Company officials told the county Board of Supervisors’ Planning & Environmental Quality Committee Monday there is a machine called “Tiger” that will separate all organics or food inside those damaged cans, send the organics to a tank to be added to an anaerobic digester for energy production, and allow the clean, tin cans to be recycled instead of landfilled.
The committee voted 5-0 to recommend the full board approve give Casella authority to apply for a state Department of Environmental Conservation permit to establish and operate a 12-month pilot project that will separate food, beverages and other organic material from their packaging. The recycled materials would go to Casella’s onsite, material recovery facility. Anything that can’t be recycled or put into the digester would be landfilled.

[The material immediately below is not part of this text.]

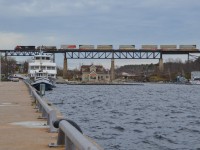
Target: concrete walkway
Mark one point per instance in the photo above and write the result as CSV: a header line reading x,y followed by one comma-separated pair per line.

Kristine Singer, Mark Venuti, Ted Bateman, Drew Wickham and Tamara Hicks agreed to endorse the application.
Jim Snyder, recycling manager at the landfill, said the Tiger machine uses an auger and centrifuge to separate the organics from its packaging.
“Seneca Foods is a big customer. They send pallets of plastic wrapped cans to us, as does Kraft Foods in Avon,” Snyder said. “This pilot would have three benefits of more recycling, using organics for the digester and reducing what goes into the landfill.”
He said the pilot has a goal of generating 10,000 tons of recycled material a year.
“We would not be looking at loose organics, just the food containers,” Snyder said.
In other action Monday:
• By a unanimous vote, it was recommended the county hire Impact Earth of Rochester to conduct a waste assessment at Finger Lakes Community College. The study, which would cost $3,000, will assess the college’s current waste collection and disposal programs, and make recommendations.